Wang Chen (王晨 (王晨, Wáng Chén); born June 19, 1986, in Harbin, Heilongjiang) is a Chinese former competitive ice dancer. He competed with Yu Xiaoyang. They are four-time Chinese national champions (2006, 2008, 2010, and 2013), as well as two-time bronze medalists at the Asian Winter Games. Their best score at the Four Continents Figure Skating Competition is 7th place, and at the World Championships is 18th.

== Programs ==

| Season | Short Dance/Original Dance | Free Dance | Exhibition |
| 2013-2014 | Foxtrot This Business of Love by Domino Quickstep Dancing Fool by Barry Manilow | Concierto de Aranjuez by Joaquín Rodrigo Prayer for Taylor by Michael W. Smith |  |
| 2012-2013 | Polka Oh!

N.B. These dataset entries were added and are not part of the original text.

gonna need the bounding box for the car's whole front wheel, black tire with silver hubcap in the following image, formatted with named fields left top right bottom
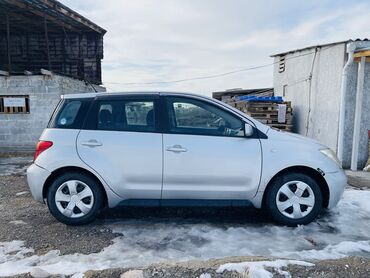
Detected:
left=266, top=173, right=323, bottom=226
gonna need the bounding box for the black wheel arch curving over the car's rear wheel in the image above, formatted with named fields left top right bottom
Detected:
left=42, top=166, right=108, bottom=206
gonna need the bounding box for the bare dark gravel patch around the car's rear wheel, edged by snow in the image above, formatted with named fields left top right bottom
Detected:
left=0, top=176, right=117, bottom=254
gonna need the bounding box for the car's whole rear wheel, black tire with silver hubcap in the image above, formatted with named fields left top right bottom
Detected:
left=47, top=173, right=103, bottom=225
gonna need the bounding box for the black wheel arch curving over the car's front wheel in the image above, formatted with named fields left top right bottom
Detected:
left=262, top=166, right=330, bottom=208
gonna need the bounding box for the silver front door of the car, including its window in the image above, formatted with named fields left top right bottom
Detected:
left=162, top=96, right=262, bottom=200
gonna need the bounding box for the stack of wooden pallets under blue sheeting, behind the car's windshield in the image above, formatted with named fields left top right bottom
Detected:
left=227, top=97, right=293, bottom=131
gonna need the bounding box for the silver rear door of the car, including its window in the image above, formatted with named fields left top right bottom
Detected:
left=77, top=95, right=162, bottom=199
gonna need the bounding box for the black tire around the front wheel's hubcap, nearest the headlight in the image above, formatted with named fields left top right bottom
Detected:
left=266, top=173, right=323, bottom=227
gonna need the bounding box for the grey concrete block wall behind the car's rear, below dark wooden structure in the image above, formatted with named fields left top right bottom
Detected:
left=0, top=75, right=105, bottom=152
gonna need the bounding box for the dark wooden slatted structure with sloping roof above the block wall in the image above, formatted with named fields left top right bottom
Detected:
left=0, top=0, right=106, bottom=84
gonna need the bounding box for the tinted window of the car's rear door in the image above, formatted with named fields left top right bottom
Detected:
left=96, top=100, right=156, bottom=132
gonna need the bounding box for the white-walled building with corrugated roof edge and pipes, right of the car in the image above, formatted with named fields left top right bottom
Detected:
left=272, top=40, right=370, bottom=170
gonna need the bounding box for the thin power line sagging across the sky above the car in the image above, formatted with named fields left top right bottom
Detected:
left=103, top=46, right=333, bottom=86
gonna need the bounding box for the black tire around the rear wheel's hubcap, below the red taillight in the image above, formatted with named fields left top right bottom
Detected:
left=47, top=172, right=104, bottom=226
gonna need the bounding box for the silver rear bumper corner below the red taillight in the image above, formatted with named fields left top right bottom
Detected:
left=27, top=163, right=50, bottom=203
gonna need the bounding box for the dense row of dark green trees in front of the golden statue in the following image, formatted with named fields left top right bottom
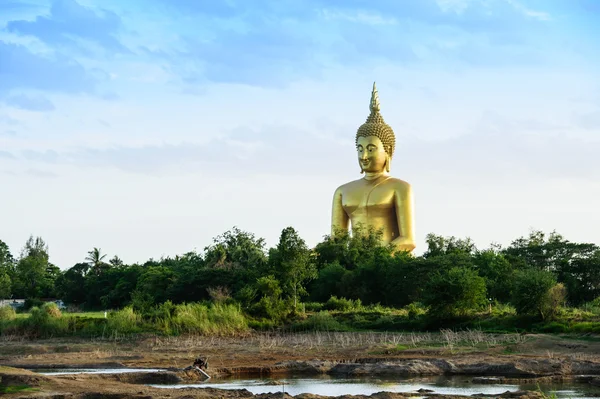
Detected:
left=0, top=227, right=600, bottom=321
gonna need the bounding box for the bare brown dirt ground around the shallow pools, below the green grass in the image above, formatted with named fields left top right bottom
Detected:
left=0, top=333, right=600, bottom=399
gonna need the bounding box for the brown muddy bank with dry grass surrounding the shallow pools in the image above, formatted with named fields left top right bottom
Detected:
left=0, top=331, right=600, bottom=398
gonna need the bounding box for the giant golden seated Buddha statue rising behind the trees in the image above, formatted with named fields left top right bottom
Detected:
left=331, top=83, right=415, bottom=252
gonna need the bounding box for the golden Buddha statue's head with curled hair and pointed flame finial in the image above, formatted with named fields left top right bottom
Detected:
left=356, top=83, right=396, bottom=173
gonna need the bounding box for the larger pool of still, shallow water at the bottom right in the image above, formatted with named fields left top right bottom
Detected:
left=151, top=376, right=600, bottom=399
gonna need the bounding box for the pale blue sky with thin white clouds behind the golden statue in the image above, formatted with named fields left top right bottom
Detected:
left=0, top=0, right=600, bottom=268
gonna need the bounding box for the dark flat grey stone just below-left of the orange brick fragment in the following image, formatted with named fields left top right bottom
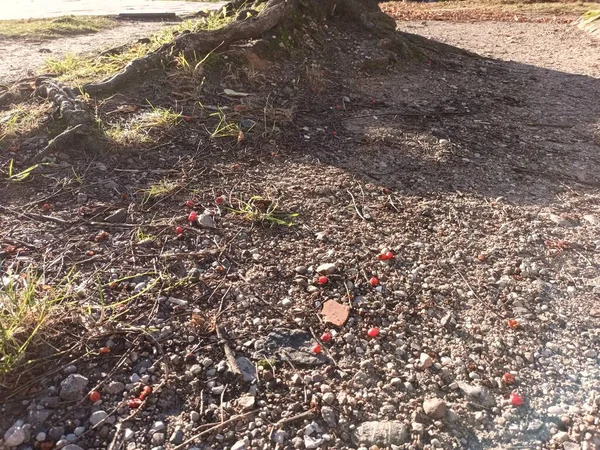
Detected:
left=265, top=328, right=328, bottom=366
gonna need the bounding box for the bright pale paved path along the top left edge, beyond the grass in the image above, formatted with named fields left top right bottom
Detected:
left=0, top=0, right=222, bottom=20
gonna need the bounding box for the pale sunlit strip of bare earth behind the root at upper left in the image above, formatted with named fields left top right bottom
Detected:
left=0, top=22, right=172, bottom=83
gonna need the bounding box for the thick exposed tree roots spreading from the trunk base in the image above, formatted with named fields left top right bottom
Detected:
left=14, top=0, right=469, bottom=162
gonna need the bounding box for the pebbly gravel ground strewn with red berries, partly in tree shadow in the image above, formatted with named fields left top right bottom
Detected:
left=0, top=15, right=600, bottom=450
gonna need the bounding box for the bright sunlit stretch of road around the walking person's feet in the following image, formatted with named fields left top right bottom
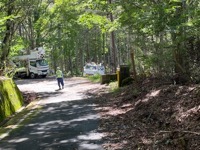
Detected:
left=17, top=79, right=95, bottom=104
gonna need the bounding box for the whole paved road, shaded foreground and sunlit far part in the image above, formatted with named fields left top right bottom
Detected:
left=0, top=78, right=103, bottom=150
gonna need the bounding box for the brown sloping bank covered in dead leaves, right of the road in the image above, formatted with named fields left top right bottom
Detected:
left=88, top=78, right=200, bottom=150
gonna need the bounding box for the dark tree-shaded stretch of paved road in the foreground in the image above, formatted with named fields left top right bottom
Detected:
left=0, top=99, right=103, bottom=150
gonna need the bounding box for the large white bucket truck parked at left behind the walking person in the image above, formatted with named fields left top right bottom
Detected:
left=12, top=47, right=49, bottom=78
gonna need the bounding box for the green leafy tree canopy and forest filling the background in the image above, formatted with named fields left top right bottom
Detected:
left=0, top=0, right=200, bottom=82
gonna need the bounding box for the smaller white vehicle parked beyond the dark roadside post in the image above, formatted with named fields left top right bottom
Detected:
left=83, top=63, right=105, bottom=75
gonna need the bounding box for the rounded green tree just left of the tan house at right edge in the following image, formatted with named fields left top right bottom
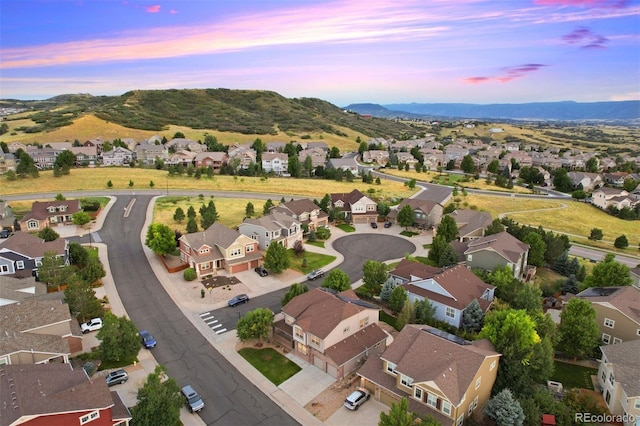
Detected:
left=559, top=297, right=600, bottom=358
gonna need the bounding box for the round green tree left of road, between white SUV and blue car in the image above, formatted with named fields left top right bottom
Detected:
left=96, top=311, right=140, bottom=362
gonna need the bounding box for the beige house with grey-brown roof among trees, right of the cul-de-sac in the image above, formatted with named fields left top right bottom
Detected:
left=464, top=231, right=529, bottom=279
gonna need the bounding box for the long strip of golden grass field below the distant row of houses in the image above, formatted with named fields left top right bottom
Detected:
left=0, top=167, right=417, bottom=201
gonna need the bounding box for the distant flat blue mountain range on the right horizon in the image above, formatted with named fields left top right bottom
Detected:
left=344, top=100, right=640, bottom=121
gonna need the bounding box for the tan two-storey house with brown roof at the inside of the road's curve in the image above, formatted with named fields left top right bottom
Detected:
left=179, top=222, right=262, bottom=278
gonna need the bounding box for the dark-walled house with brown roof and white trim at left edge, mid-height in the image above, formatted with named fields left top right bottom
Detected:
left=0, top=231, right=69, bottom=278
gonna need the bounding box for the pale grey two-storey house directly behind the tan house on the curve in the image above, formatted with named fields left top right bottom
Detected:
left=238, top=211, right=302, bottom=250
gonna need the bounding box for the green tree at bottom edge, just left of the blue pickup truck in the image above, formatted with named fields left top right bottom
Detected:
left=131, top=365, right=184, bottom=426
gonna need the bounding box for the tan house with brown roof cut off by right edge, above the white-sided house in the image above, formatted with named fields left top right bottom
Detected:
left=576, top=286, right=640, bottom=345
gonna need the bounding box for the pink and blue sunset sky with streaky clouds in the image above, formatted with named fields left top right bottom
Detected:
left=0, top=0, right=640, bottom=106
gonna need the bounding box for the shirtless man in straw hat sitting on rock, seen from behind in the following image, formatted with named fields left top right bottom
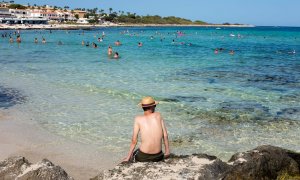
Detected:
left=123, top=97, right=170, bottom=162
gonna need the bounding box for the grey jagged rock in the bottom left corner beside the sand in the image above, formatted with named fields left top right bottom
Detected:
left=0, top=156, right=73, bottom=180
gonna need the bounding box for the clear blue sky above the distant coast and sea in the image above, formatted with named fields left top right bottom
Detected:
left=15, top=0, right=300, bottom=26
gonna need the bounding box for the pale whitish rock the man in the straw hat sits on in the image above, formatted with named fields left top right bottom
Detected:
left=92, top=154, right=230, bottom=180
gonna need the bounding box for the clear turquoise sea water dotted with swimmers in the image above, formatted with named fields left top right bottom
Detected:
left=0, top=27, right=300, bottom=158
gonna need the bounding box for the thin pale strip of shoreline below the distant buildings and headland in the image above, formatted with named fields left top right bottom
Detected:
left=0, top=24, right=255, bottom=30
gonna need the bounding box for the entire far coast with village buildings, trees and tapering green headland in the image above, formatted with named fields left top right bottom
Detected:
left=0, top=0, right=216, bottom=29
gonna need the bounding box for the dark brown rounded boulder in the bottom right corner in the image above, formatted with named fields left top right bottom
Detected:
left=224, top=146, right=300, bottom=180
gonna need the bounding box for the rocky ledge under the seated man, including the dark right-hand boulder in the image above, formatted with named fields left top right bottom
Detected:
left=91, top=146, right=300, bottom=180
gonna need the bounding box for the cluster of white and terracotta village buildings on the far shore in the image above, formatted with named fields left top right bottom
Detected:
left=0, top=1, right=107, bottom=25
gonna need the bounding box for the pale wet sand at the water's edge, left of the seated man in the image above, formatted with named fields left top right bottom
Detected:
left=0, top=109, right=119, bottom=179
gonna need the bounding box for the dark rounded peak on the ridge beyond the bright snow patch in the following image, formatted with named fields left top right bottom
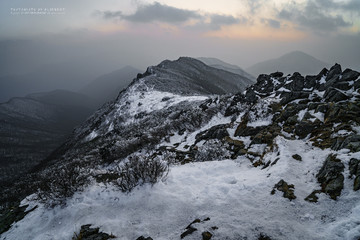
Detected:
left=137, top=57, right=253, bottom=95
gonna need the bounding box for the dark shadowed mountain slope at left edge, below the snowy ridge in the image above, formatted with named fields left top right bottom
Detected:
left=0, top=90, right=96, bottom=185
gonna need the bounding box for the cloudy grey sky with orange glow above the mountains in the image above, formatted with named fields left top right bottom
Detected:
left=0, top=0, right=360, bottom=73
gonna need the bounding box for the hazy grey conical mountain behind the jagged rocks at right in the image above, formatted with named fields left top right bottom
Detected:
left=246, top=51, right=330, bottom=77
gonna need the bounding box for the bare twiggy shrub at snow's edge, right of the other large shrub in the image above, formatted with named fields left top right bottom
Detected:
left=114, top=156, right=169, bottom=192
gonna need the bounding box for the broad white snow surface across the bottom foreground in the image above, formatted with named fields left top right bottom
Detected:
left=1, top=137, right=360, bottom=240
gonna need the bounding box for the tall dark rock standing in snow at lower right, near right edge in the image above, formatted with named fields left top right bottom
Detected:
left=316, top=154, right=344, bottom=200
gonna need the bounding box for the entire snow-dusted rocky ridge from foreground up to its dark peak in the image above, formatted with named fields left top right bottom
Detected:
left=1, top=58, right=360, bottom=240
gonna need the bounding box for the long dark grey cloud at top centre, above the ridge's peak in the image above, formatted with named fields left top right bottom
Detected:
left=100, top=2, right=243, bottom=29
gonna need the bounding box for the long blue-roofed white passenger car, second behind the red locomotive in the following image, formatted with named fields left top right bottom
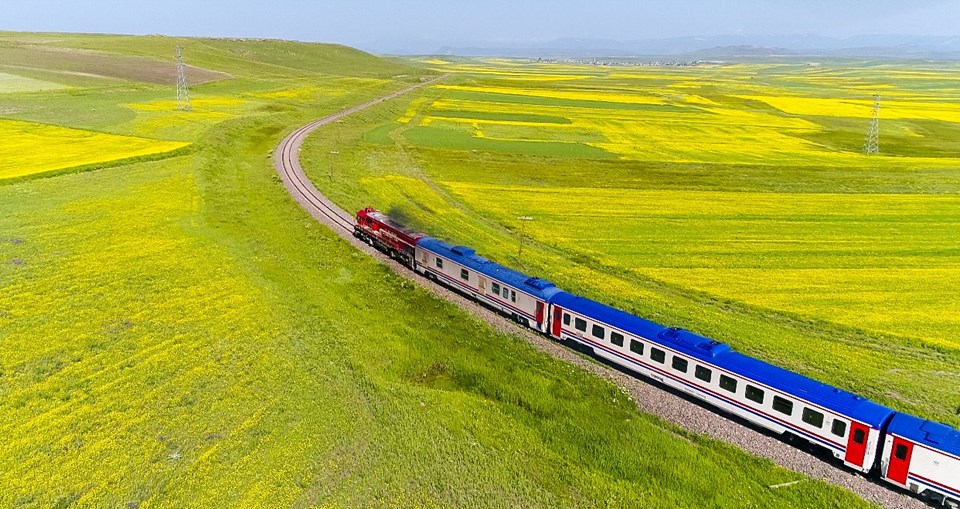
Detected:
left=550, top=292, right=894, bottom=472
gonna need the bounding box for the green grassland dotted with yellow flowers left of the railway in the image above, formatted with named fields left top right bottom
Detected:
left=0, top=34, right=867, bottom=508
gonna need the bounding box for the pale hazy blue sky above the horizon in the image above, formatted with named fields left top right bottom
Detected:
left=0, top=0, right=960, bottom=47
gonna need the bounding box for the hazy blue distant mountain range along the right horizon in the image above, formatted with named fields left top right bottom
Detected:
left=360, top=35, right=960, bottom=59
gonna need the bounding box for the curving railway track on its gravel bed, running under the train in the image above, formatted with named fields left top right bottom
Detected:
left=274, top=75, right=929, bottom=509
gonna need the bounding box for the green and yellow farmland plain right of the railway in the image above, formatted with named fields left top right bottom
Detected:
left=305, top=56, right=960, bottom=427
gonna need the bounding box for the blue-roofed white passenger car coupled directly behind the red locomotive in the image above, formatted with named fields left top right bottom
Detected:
left=416, top=237, right=560, bottom=333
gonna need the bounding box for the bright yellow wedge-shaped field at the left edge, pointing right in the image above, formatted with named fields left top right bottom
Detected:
left=0, top=120, right=188, bottom=179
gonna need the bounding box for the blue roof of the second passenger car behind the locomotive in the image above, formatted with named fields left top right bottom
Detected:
left=550, top=292, right=894, bottom=428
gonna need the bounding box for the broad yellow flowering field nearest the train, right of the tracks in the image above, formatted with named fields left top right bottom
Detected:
left=444, top=182, right=960, bottom=349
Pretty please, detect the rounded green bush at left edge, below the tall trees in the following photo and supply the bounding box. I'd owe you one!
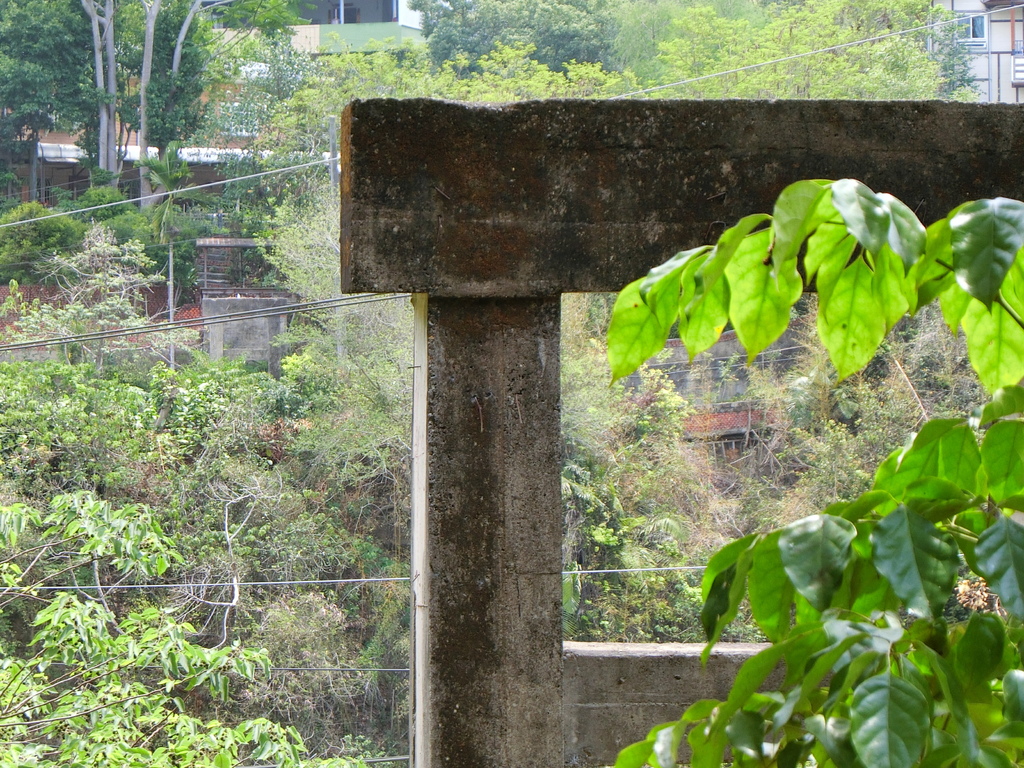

Susanna Waltz Twilight Waltz by Johnny Gimble | The House of Dancing Water by Benoît Jutras | Just One Last Dance by Sarah Connor |
| 2011-2012 | Cha-cha-cha Mambo Rhumba Let's Get Loud by Jennifer Lopez | Howl's Moving Castle (soundtrack) by Joe Hisaishi |  |
| 2010–2011 | The Blue Danube by Johann Baptist Strauss Tango | Beethoven's last night by Trans-Siberian Orchestra |  |
| 2009–2010 | House of Flying Daggers(soundtrack) Chinese Folk Dance | Cats by Trevor Nunn Romeo and Juliet soundtrack |  |
| 2008–2009 | Swing by Big Bad Voodoo Daddy Foxtrot | Romeo and Juliet soundtrack |  |
| 2007–2008 | Hava Nagila Jewish Folk Dance | Remember soundtrack from Troy |  |
| 2006–2007 | Queremos Paz & Una Musica Brutal by Gotan Project |  |

==Results==
(with Yu)

Results
International
| Event | 2001–02 | 2002–03 | 2003–04 | 2004–05 | 2005–06 | 2006–07 | 2007–08 | 2008–09 | 2009–10 | 2010–11 | 2011–12 | 2012–13 | 2013–14 |
| Worlds |  |  |  |  | 22nd |  | 22nd |  | 18th |  |  |  |  |
| Four Continents |  | 11th | 10th | 11th | 7th | 9th | 8th | 8th | 8th | 7th | 7th |  |  |
| GP Bompard |  |  |  | 9th | 9th |  | 9th |  |  |  |  |  |  |
| GP Cup of China |  |  | 11th | 10th | 10th | 11th |  | 8th | 9th | 8th | 6th | 8th |  |
| GP NHK Trophy |  |  |  |  |  |  |  | 9th |  | 9th |  | 8th |  |
| GP Skate America |  |  | 10th |  |  |  | 10th |  | 10th |  |  |  |  |
| GP Skate Canada |  |  |  |  |  | 11th |  |  |  |  |  |  |  |
| Asian Games |  |  |  |  |  | 3rd |  |  |  | 3rd |  |  |  |
| Universiade |  |  |  | 9th |  | 6th |  | 11th |  |  |  |  |  |
International: Junior
| Junior Worlds |  | 18th |  |  |  |  |  |  |  |  |  |  |  |
National
| Chinese Champ. | 3rd | 4th | 2nd | 3rd | 1st | 2nd | 1st | 3rd | 1st | 2nd | 2nd | 1st | 2nd |
Team events
| World Team |  |  |  |  |  |  |  |  |  |  |  | 5T / 6P |  |
GP = Grand Prix T = Team result; P = Personal result; Medals awarded for team result only.